From time to time during the 2012 season, the Cowboys were interested in extending quarterback Tony Romo’s contract, even though it doesn’t expire until March 2014. Romo’s camp resisted, realizing that owner Jerry Jones merely was hoping to buy low.
Now that Romo is preparing to carry a $16.8 million salary-cap charge into the last year of his contract, Jones isn’t hoping simply to buy low but to buy a lower cap number.
Still, as Calvin Watkins of ESPNDallas.com reports, talks on a new deal haven’t begun.

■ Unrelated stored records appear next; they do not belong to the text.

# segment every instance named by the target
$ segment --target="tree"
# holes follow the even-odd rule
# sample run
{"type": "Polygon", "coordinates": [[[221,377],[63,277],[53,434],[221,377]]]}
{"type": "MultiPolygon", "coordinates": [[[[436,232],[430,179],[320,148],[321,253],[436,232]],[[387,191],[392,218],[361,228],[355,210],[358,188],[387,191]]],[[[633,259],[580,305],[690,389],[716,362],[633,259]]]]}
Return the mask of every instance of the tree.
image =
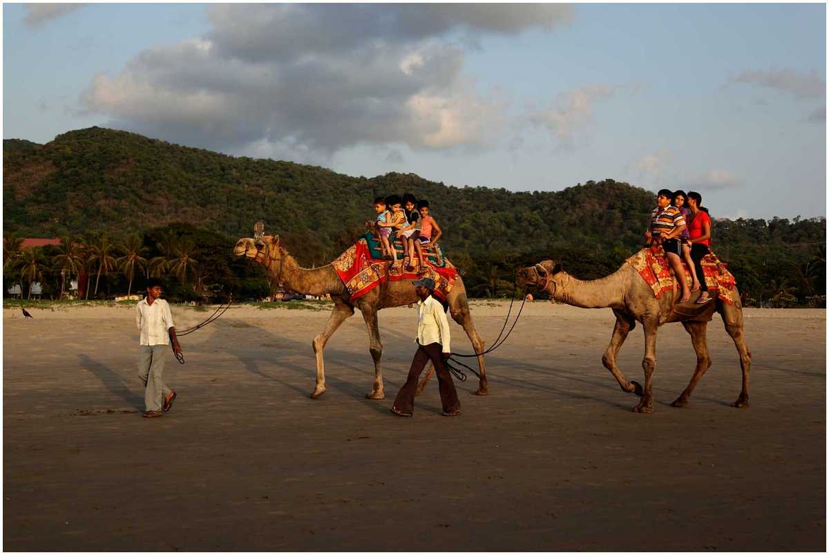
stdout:
{"type": "Polygon", "coordinates": [[[80,270],[84,269],[85,257],[80,245],[70,237],[61,237],[57,250],[58,254],[52,259],[52,267],[61,272],[61,298],[63,299],[66,286],[66,274],[69,274],[70,279],[73,274],[80,275],[80,270]]]}
{"type": "Polygon", "coordinates": [[[98,284],[101,275],[109,275],[109,272],[115,268],[115,257],[112,256],[115,251],[115,244],[108,236],[103,234],[90,245],[89,250],[90,253],[90,266],[98,269],[95,292],[95,296],[98,296],[98,284]]]}
{"type": "Polygon", "coordinates": [[[181,239],[172,246],[172,258],[171,260],[170,271],[175,275],[182,283],[187,282],[187,276],[192,275],[196,277],[196,266],[198,264],[194,256],[198,255],[198,249],[190,239],[181,239]]]}
{"type": "Polygon", "coordinates": [[[21,256],[21,275],[29,283],[29,294],[27,299],[32,299],[32,285],[43,280],[43,270],[46,270],[46,260],[43,251],[39,248],[27,247],[21,256]]]}
{"type": "Polygon", "coordinates": [[[161,254],[150,259],[147,265],[147,277],[160,278],[170,271],[175,241],[176,236],[172,231],[162,232],[161,240],[156,241],[156,250],[161,254]]]}
{"type": "Polygon", "coordinates": [[[14,233],[7,233],[2,236],[2,267],[6,270],[12,267],[22,254],[20,246],[23,240],[14,233]]]}
{"type": "Polygon", "coordinates": [[[133,278],[135,275],[135,268],[138,266],[143,269],[147,265],[147,259],[142,256],[148,248],[143,246],[143,242],[137,235],[131,235],[121,243],[119,247],[124,256],[118,259],[119,270],[129,278],[129,285],[127,287],[127,295],[133,293],[133,278]]]}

It’s not a surprise. The Cowboys have made clear their desire to keep Romo, and Romo has no reason to do (another) below-market deal as he closes in on what likely will be the last big payday of his career. As Ross Tucker explained last week on PFT Live, Romo instantly would become the league’s highest paid player if he were a free agent right now.
So why not wait it out?
The other dynamic at play here is the fact that Romo is represented by CAA, which represents several starting quarterbacks who will be getting paid soon. Last year, CAA client Drew Brees nudged the bar higher than ever for quarterbacks with a five-year, $100 million deal, $61 million of which he’ll earn in the first three years. With the Falcons interested in extending CAA client Matt Ryan and with the Lions more desperate than they’ll admit to shrink CAA client Matthew Stafford’s cap number down from $20.8 million, the smart move for Romo could be to wait and see what those two guys get before doing his own deal.
As long as Romo is willing to bear the risk of a serious injury in 2013, there’s no reason to do anything other than cash $11.5 million worth of checks this year and push his way to market, or at least to the exclusive franchise tag.
Unless, of course, the Cowboys give him many million more reasons to do otherwise.
And if/when he signs a new contract, hopefully he’ll be able to afford a better hat. Or at least to get one that comes with a free bowl of soup.